The Variational Method of Moments
This work provides a more efficient and practical method for estimating structural causal parameters from observables, which is significant for researchers and practitioners working with causal inference and instrumental variable regression.
The paper introduces the variational method of moments (VMM) to address the conditional moment problem, which often struggles with efficiency or practical unwieldiness when using existing methods like optimally weighted generalized method of moments (OWGMM). VMM allows for controlling infinitely many moments and is shown to be consistent, asymptotically normal, and semiparametrically efficient, with strong performance demonstrated in synthetic experiments.

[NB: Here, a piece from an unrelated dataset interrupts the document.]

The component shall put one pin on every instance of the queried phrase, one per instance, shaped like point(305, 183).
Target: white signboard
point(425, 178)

The conditional moment problem is a powerful formulation for describing structural causal parameters in terms of observables, a prominent example being instrumental variable regression. A standard approach reduces the problem to a finite set of marginal moment conditions and applies the optimally weighted generalized method of moments (OWGMM), but this requires we know a finite set of identifying moments, can still be inefficient even if identifying, or can be theoretically efficient but practically unwieldy if we use a growing sieve of moment conditions. Motivated by a variational minimax reformulation of OWGMM, we define a very general class of estimators for the conditional moment problem, which we term the variational method of moments (VMM) and which naturally enables controlling infinitely-many moments. We provide a detailed theoretical analysis of multiple VMM estimators, including ones based on kernel methods and neural nets, and provide conditions under which these are consistent, asymptotically normal, and semiparametrically efficient in the full conditional moment model. We additionally provide algorithms for valid statistical inference based on the same kind of variational reformulations, both for kernel- and neural-net-based varieties. Finally, we demonstrate the strong performance of our proposed estimation and inference algorithms in a detailed series of synthetic experiments.